Unlike the regular heart-warming grandma tales, the tales she recites are soaked in blood from their own family tree and are ones that exhort the young ones to seek revenge. This unseen face becomes the spirit of Paka, a perceptive study of the never-ending cycle of revenge that pervades a village in Wayanad, stretching over generations. This village in Nithin Lukose’s debut film, which premiered at the 46th Toronto International Film Festival, does not exist in a vacuum or in an imaginary land. It is peopled by the heirs of those who had migrated to the higher ranges of Malabar from Central Kerala. Their initial battles against the punishing landscape remain as a historical background of the village.

On the surface, it is a familiar story that has been told in numerous ways on screen over the years. Johny (Basil Paulose) and Anna (Vinitha Koshy), from two families with a history of enmity, fall in love with each other and are about to get married. However, Nithin Lukose does not take the conventional path with this familiar material. He uses it as a portal to take us into this world of revenge. Even the youngest members of the families, like Paachi (Athul John), are not immune to it. All of them are just waiting to get caught into this vortex from which there is no escape.

Although we enter their world when a body is being fished out of the river—which is the dumping place for all dead bodies—there is relative peace between the families. But, the couple’s plans to get married goes haywire when Johny’s uncle Kocheppu (Jose Kizhakkan) returns home after serving his long sentence for murdering someone from Anna’s family. Though Kocheppu is repentant, the other side is still revengeful. One could imagine the young Kocheppu committing a murder, goaded by stories injected by a revenge-filled elder relative.
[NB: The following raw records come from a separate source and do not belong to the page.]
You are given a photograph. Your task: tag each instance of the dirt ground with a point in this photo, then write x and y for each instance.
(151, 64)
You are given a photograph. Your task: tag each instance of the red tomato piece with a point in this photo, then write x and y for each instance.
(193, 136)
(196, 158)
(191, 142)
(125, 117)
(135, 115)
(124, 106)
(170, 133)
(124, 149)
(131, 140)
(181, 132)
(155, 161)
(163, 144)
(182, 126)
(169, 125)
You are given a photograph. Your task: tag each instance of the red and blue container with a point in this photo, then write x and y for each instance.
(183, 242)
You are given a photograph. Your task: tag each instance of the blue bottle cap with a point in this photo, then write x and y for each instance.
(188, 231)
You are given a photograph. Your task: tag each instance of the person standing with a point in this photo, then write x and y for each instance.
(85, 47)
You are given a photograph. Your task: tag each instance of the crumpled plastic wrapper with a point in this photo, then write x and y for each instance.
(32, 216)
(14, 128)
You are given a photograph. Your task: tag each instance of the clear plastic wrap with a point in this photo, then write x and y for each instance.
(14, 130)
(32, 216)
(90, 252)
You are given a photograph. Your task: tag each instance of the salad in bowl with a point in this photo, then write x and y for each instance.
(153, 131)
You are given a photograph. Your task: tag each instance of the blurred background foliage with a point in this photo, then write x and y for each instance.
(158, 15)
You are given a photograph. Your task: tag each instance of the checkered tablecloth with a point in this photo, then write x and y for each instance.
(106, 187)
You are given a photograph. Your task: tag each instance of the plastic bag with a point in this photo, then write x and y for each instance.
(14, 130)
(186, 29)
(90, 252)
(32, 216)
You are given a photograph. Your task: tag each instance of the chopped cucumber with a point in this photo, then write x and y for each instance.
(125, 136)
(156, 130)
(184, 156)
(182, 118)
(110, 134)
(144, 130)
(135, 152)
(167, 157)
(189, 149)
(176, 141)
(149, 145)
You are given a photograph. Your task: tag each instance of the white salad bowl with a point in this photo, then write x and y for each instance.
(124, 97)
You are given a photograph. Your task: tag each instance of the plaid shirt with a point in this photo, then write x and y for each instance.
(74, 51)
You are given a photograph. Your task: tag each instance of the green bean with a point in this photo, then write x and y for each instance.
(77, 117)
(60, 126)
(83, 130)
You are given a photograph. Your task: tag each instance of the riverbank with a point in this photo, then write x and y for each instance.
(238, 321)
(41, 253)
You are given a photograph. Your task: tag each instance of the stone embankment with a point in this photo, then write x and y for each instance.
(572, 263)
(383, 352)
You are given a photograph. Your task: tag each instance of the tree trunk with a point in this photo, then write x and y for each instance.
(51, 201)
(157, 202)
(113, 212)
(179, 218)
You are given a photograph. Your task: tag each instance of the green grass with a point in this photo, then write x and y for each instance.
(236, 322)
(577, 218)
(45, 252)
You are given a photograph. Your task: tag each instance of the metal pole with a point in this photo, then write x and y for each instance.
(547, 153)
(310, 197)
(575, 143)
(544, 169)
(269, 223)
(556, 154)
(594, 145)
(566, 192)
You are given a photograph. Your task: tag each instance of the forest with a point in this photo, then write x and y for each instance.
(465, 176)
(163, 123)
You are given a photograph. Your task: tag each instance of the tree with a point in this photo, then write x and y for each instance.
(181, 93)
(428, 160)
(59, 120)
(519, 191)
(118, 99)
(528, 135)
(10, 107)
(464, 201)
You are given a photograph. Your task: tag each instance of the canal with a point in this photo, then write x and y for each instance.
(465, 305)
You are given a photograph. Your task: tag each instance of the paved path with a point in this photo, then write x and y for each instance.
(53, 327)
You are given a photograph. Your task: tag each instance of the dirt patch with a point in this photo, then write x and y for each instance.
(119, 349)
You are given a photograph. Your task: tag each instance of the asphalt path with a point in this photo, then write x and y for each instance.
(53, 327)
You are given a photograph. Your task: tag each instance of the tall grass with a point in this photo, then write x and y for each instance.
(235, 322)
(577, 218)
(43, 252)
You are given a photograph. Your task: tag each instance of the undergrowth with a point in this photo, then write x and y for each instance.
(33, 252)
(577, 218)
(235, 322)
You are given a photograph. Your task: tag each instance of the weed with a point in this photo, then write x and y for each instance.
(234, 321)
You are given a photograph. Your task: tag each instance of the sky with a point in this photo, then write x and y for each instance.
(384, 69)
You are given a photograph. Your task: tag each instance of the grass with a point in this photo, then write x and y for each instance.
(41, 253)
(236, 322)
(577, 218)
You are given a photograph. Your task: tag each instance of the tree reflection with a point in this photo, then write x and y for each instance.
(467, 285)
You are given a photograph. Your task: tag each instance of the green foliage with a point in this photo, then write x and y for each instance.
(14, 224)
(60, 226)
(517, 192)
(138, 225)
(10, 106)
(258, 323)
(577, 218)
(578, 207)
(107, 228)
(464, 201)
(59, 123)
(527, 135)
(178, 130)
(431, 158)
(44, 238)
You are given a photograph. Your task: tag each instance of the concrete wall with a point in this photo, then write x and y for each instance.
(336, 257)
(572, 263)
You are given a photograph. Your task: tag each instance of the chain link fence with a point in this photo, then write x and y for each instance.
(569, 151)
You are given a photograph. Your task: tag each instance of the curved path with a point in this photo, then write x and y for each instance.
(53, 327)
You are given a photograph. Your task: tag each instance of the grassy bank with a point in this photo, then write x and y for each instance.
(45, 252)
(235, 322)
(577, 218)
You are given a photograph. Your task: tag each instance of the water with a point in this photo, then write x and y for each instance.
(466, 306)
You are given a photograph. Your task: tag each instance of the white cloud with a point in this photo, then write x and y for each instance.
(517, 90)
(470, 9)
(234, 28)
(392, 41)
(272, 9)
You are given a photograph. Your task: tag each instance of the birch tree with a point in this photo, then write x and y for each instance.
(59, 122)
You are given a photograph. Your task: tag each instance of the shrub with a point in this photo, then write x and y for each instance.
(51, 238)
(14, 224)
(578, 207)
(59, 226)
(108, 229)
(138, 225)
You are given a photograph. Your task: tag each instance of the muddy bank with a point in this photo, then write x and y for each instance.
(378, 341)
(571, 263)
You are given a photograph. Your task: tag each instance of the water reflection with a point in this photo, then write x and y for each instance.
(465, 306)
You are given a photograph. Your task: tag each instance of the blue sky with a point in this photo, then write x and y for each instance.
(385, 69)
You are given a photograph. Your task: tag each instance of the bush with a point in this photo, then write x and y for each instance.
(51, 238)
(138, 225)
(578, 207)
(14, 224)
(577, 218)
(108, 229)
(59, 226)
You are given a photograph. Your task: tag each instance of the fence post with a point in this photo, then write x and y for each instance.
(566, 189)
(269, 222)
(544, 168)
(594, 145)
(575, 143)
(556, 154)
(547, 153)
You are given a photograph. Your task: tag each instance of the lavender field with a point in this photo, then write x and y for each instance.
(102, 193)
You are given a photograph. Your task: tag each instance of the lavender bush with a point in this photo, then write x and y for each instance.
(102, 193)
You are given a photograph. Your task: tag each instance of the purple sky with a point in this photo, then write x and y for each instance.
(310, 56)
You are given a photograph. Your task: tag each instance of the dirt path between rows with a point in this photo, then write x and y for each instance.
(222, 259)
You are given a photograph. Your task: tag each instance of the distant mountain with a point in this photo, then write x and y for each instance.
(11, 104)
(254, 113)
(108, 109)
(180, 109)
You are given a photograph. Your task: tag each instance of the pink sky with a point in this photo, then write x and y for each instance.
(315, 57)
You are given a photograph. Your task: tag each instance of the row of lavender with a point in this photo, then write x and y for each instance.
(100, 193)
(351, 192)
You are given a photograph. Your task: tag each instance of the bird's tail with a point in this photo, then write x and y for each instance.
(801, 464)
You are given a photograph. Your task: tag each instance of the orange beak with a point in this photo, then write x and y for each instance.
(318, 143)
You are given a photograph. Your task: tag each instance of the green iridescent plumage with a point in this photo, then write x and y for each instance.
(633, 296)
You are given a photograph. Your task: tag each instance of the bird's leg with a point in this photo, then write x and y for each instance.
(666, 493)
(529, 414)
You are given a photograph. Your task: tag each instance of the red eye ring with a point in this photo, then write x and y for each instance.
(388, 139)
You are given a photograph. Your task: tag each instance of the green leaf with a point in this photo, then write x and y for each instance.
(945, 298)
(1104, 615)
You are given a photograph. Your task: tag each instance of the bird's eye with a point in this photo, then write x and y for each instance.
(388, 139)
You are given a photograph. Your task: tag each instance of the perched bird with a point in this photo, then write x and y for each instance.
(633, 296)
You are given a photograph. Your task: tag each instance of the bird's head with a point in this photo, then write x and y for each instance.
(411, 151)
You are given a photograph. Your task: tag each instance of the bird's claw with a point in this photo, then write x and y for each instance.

Nithin Lukose’s experience as a sound designer comes through in his use of sparse, but effective, background score and in the many seemingly random sound clips that play in the background. For instance, there is a repeating commentary from WWE wrestling matches played, but unlike the mock fights in those tournaments, everything is raw and real here. He does not celebrate the blood-letting, but rather takes a detached view of the banality and cyclical nature of the events, although at times one does wish for an escape from that cycle, just like the two central characters.

In Paka, one gets to see a debutant director who is in control of the medium and is sure of what he wants to get out of it.